Parliament House queue closed temporarily
SAFETY: A large crowd outside near the Padang after early this morning.- PHOTO: ST
The queue for the public to pay their last respects to the late Mr Lee Kuan Yew in Parliament House was suspended temporarily yesterday.
In a statement issued just after 11pm yesterday, the State Funeral Organising Committee said this was done for safety reasons because of the large crowd and to minimise physical discomfort from the long wait, especially for the elderly and young children.
It estimated that as of 11pm, the waiting time to enter Parliament House was more than 10 hours.
A total of more than 290,000 people have paid their respects by 11pm.
"We are appealing for patience and understanding as we work to ease the situation. We will inform the public when the queue is open again," the statement said.
Members of the public are advised to pay their respects at the 18 People's Association community tribute centres around the island.
At about 10.30pm yesterdau, social media was abuzz with reports that announcements were being made at City Hall MRT station that the Padang queue was closed and those intending to go there should go home.
When TNP arrived at the station at about 11.30pm, there were about 100 people in the station. They started to move out of the station and gathered around Raffles City Shopping Centre. Some were sitting on the ground and looked confused.
Announcements over the loudspeaker repeatedly said: "Padang is closed. Please go home."
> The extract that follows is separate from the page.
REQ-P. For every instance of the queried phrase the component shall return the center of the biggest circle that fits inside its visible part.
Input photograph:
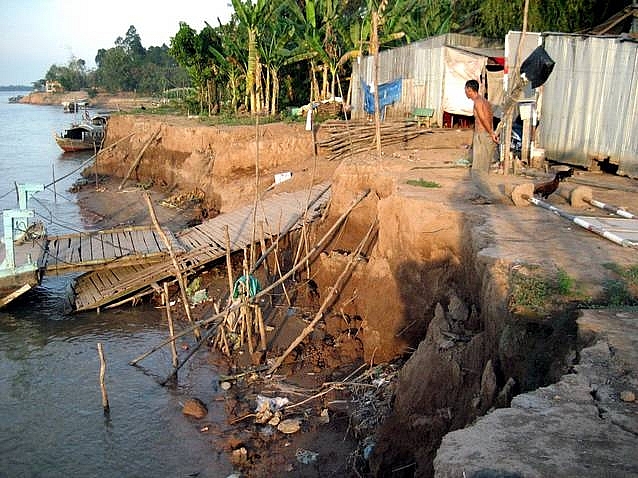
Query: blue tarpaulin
(388, 93)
TNP reader Faith Teo, who was at the Raffles City Shopping Centre entrance, said she saw the doors of the station being closed and barricades being set up near the entrance of Fairmont Singapore hotel.
"A lot of people were coming out of the station but they weren't able to move. They were confused because they couldn't hear the police officers," she said.
"But everyone remained calm. There was no complaining and people just shrugged it off."
Earlier yesterday, a new line was set up just for families with prams or wheelchairs.
The New Paper understands that those who felt dizzy or uncomfortable in the priority queue were also allowed to join the new line.
Despite being told at 4pm that the estimated waiting time was nine hours, people continued joining the queue in the sweltering heat.